Some pseudocode below.
# D = ViT residual dimension
# S = Sparse dimension
# N = Number of images in dataset.
# P = Number of patches per image.
import numpy as np
from sklearn.decomposition import PCA
from sklearn.cluster import KMeans
import saev
vit_dataset = saev.activations.Dataset(...)
# SAE
sae = saev.nn.load(...)
# PCA baseline
pca = PCA(n_components=2048).fit(vit_dataset)
# k-Means baseline
kmeans = KMeans(n_clusters=2048).fit(all_patches)
# Entry:
#
# scores[i,j] = a_{u,j}(x_i)
#
# is the scalar ``activation strength'' of direction u_j on image x_i.
sae_scores = []
pca_scores = []
km_scores = []
for vit_acts_PD in dataset:
sae_scores.append(einops.reduce(
sae.encode(vit_acts_PD),
"patches d_sae -> d_sae",
reduction="max"
))
# Might have to L2 normalize these vectors (both PCA and KMeans)
pca_scores.append(einops.reduce(
einops.einsum(
vit_acts_PD,
pca.components_,
"patches dim, k dim -> patches k"
),
"patches k -> k",
reduction="max"
))
km_scores.append(einops.reduce(
einops.einsum(
vit_acts_PD,
kmeans.centroids_,
"patches dim, k dim -> patches k"
),
"patches k -> k",
reduction="max"
))
sae_scores_NS = np.stack(sae_scores, axis=0)
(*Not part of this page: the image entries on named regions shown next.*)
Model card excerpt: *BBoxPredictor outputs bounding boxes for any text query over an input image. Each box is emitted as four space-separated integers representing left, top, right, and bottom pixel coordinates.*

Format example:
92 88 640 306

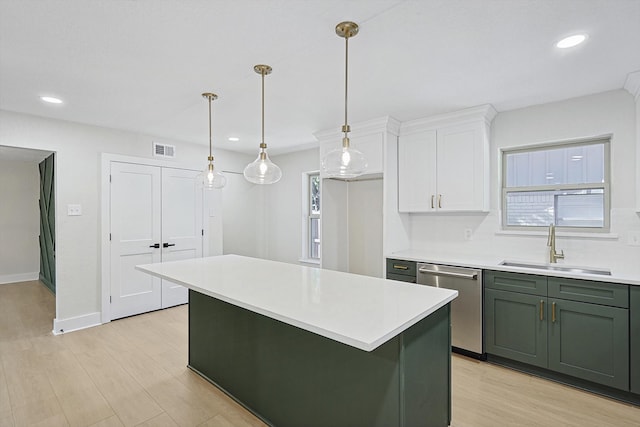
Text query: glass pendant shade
243 64 282 184
321 21 368 179
322 140 367 179
244 150 282 184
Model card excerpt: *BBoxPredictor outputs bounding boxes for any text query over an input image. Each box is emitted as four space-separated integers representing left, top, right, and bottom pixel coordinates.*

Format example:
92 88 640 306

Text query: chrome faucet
547 224 564 263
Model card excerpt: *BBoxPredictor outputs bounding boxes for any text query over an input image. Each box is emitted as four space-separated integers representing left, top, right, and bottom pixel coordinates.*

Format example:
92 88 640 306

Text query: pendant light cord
342 35 349 138
208 96 213 162
260 68 266 151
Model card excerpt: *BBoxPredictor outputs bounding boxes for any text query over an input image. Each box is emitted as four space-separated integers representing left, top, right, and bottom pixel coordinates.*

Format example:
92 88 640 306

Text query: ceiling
0 0 640 154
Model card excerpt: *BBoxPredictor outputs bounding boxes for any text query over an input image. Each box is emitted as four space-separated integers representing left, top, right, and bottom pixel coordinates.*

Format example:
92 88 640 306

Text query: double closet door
110 162 203 320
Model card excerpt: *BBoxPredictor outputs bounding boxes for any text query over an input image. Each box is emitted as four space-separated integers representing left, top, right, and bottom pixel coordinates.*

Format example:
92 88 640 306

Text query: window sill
495 230 620 240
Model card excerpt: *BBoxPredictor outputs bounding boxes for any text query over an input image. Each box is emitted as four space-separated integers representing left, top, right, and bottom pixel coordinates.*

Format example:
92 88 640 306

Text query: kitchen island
136 255 457 427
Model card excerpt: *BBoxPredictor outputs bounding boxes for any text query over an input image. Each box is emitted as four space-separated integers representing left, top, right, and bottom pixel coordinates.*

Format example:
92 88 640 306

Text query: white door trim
99 153 210 323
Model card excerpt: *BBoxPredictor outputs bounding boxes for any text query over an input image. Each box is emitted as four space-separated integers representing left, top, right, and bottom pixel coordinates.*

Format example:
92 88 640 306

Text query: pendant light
200 92 227 190
244 65 282 184
322 21 367 178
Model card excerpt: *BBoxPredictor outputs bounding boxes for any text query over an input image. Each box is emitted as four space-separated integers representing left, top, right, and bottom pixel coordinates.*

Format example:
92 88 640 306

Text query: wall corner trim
52 311 102 335
623 70 640 101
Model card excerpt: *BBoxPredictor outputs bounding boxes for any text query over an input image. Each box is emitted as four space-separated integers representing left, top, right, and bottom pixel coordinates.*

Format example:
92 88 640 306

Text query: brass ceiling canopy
243 64 282 184
202 92 218 101
321 21 367 179
253 64 273 76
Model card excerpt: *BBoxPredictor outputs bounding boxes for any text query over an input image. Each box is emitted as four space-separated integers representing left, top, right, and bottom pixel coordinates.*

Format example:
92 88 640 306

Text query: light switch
67 205 82 216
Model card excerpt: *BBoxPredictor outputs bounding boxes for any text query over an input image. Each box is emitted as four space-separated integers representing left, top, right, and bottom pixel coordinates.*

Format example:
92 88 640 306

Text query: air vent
153 142 176 158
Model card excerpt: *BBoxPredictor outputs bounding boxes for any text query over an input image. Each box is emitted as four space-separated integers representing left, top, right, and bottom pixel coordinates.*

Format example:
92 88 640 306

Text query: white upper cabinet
398 105 496 212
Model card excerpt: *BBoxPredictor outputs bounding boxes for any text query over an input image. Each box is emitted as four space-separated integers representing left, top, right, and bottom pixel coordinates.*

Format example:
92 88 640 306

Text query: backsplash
409 208 640 268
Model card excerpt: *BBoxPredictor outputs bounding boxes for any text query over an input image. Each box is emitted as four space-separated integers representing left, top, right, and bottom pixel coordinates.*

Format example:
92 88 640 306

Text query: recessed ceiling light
40 96 62 104
556 34 587 49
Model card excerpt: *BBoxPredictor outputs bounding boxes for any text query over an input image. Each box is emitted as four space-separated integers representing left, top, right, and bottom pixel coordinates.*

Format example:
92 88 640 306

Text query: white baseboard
0 271 40 285
53 311 102 335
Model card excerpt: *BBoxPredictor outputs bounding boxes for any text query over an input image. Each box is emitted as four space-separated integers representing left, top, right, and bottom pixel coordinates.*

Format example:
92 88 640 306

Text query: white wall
262 148 322 263
0 111 252 328
0 159 40 283
410 90 640 267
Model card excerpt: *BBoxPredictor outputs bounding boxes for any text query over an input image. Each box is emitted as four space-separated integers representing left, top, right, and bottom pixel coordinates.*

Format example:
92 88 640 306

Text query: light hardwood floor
0 282 640 427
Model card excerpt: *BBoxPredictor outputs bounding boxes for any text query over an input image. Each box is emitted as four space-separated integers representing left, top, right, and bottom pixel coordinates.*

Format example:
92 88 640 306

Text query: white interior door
161 168 203 308
110 162 162 319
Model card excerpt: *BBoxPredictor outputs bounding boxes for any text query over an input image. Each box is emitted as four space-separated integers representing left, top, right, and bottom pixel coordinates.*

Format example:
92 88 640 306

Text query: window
302 172 320 263
502 139 609 231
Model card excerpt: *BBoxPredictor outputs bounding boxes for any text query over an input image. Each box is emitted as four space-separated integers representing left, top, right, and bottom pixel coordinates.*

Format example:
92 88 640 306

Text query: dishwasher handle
418 267 478 280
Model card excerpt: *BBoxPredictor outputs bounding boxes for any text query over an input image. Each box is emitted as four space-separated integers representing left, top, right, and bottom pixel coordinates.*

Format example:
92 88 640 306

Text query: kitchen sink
500 261 611 276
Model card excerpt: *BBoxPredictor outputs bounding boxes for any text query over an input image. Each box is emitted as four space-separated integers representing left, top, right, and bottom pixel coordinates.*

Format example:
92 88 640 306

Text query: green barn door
39 154 56 294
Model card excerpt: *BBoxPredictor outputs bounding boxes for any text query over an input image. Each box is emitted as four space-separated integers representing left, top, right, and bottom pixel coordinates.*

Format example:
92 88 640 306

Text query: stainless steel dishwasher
417 263 484 358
pca_scores_NS = np.stack(pca_scores, axis=0)
km_scores_NS = np.stack(km_scores, axis=0)
def evaluate(
scores: Float[np.ndarray, "N M"],
y_true: Int[np.ndarray, " N"],
k: int = 100,
) -> tuple[float, int]:
"""Calculate the feature with the best precision@k for a given trait.
Args:
scores: A ranking table; each feature (M) assigns a scalar value to each image (N).
y_true: 0/1 labels for a given trait (attribute) for all images.
"""
N, M = scores.shape
best_prec, best_j = 0.0, None
for j in range(M):
topk = np.argsort(scores[:, j])[-k:]
prec = y_true[topk].mean()
if prec > best_prec:
best_prec, best_j = prec, j
return best_prec, best_j
# Measure precision for each attribute in CUB-200-2011 using evaluate().